Why Companies Are Turning Away From Apple Pay
Apple Pay is giving more power to credit card companies. Some big retailers hate this.
That's why Wal-Mart, Target and others created a rival app: CurrentC. It's expected to be slower than tap-to-pay technology like Apple Pay, but CurrentC makes processing payments cheaper for retailers.
When you swipe your card at stores, retailers have to pay credit card companies between 1.5% and 3% of every transaction. With CurrentC, retailers might get away with paying a tenth as much.
That drop in costs is huge.

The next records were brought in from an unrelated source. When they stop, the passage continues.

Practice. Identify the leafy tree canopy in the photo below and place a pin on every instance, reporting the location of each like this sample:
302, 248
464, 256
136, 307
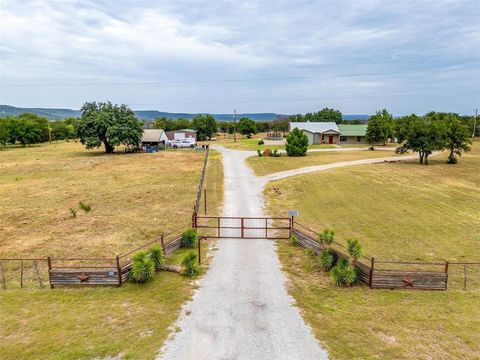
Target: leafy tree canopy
108, 124
297, 143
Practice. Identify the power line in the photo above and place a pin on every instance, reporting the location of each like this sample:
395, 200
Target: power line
209, 81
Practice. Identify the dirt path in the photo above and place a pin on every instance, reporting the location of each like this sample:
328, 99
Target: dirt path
316, 168
242, 310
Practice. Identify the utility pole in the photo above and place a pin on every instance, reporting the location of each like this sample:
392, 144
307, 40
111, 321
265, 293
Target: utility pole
234, 125
474, 125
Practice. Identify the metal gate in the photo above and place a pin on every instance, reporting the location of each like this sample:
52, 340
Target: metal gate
230, 227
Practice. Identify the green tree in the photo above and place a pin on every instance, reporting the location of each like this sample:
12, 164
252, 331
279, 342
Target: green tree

Consider Wal-Mart, which earned $4 billion in profit on $119 billion in sales last quarter, a profit margin of just 3%. Cutting down on swipe fees could amount to hundreds of millions -- even billions -- more dollars in profit.
"This isn't a battle being fought over security or ease of use," noted John Zurawski, an executive at Authentify, which secures payments. "It's a battle being fought over interchange fees that merchants pay." Apple Pay runs on credit card networks. If it grows popular, Visa (V) and MasterCard (MA) would get stronger and fees would stick around. That's something retailers have been fighting for years.

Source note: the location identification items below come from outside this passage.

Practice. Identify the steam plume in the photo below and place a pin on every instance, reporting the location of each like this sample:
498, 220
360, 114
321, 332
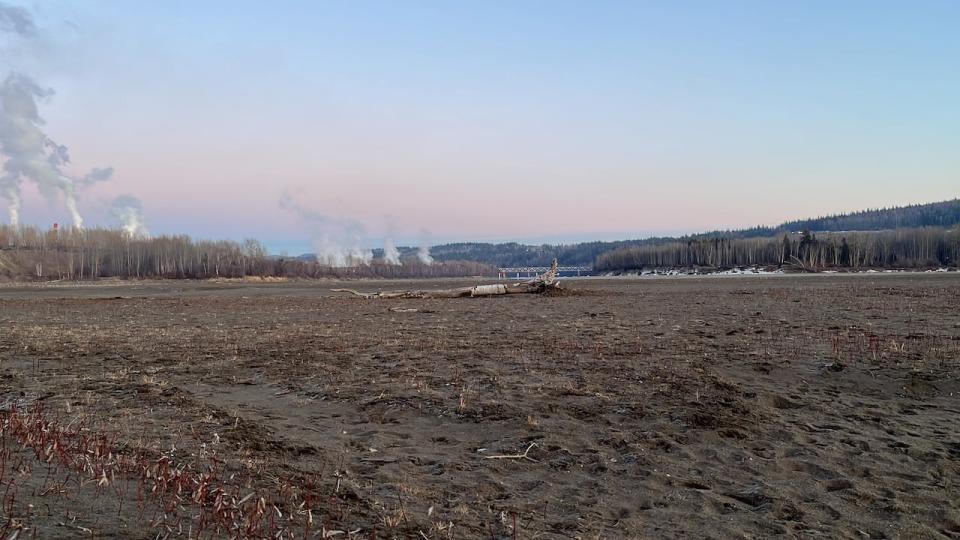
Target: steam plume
338, 242
391, 255
423, 253
129, 212
30, 154
16, 20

By contrast, CurrentC runs on an old, little-known payment network called "the automated clearinghouse." It's cheaper for shops to process payments, because the system is generally slower. (It's the one used for direct deposit and social security benefits.)
"This is an effort by large retailers to see if they can invent a mobile payment solution that gets them out from what they perceive to be the financial industry's control," said Jason Kratovil, a bank lobbyist in the nation's capital.

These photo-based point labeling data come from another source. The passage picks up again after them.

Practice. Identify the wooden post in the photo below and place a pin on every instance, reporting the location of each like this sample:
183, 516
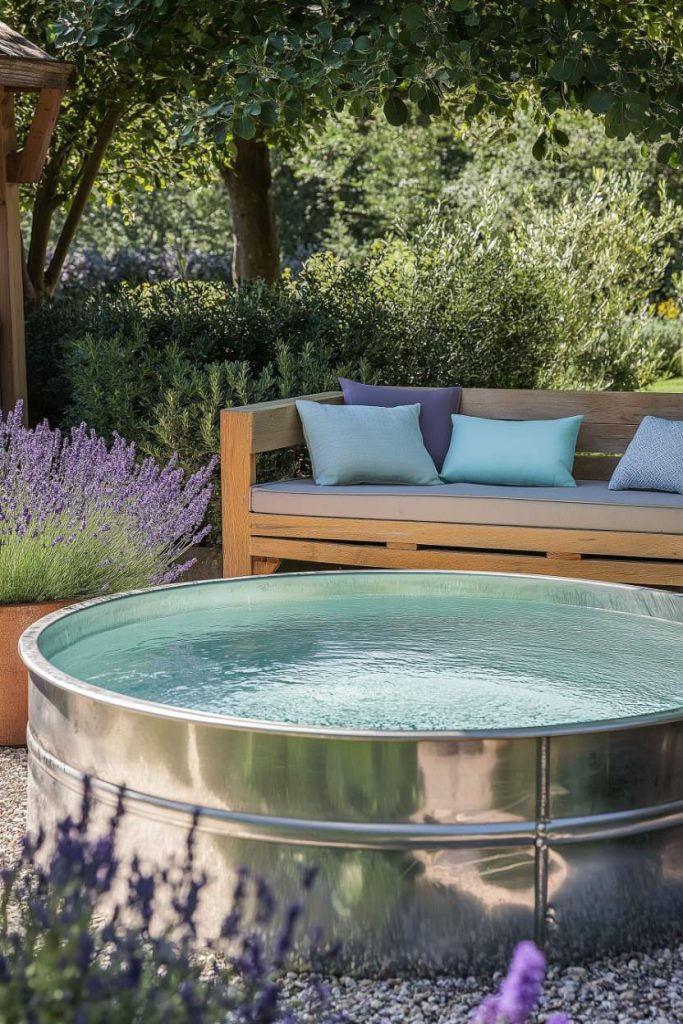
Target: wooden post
238, 472
12, 349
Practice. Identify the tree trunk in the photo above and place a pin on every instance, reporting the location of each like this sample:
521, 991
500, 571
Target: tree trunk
255, 245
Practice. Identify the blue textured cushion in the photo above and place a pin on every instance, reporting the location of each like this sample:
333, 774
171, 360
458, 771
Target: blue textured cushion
653, 460
514, 453
366, 444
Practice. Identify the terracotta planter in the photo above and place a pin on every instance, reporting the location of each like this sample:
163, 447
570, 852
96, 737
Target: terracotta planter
14, 619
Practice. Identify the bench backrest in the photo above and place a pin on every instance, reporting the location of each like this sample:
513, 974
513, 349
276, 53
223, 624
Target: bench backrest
611, 419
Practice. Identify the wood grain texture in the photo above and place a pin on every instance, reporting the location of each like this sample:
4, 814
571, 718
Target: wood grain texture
27, 165
276, 424
255, 540
12, 348
611, 417
520, 539
614, 570
238, 473
25, 66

These retailers are also rejecting Apple Pay out of fear that Apple's newer, safer payment system will let banks charge stores even more money for every swipe, according to Cherian Abraham, a mobile payment expert with Experian (EXPGF).
"Retailers have always looked at contactless payments with suspicion," Abraham said. "They're worried that as volume picks up, they'll see higher rates."
Then there's customer data. Shops want it. Apple Pay doesn't give it to them.
With Apple Pay, store registers never get your credit card number -- only an anonymous payment token. This chokes off the number one way retailers get customer data for tracking purchases and directly marketing to you afterward.
Meanwhile, CurrentC is at its core a coupon-and-rewards app. That gives companies lots of detailed information about what you buy and who you are.
CurrentC was developed by the Merchant Customer Exchange, a consortium of retailers that includes CVS (CVS) and Rite Aid (RAD). Joining MCX forces retailers to reject Apple Pay, which is why CVS and Rite Aid ditched it last week.
On a call with reporters this week, the group's CEO, Dekkers Davidson, said its members invested significant time and money to develop the alternative. They're not turning back now.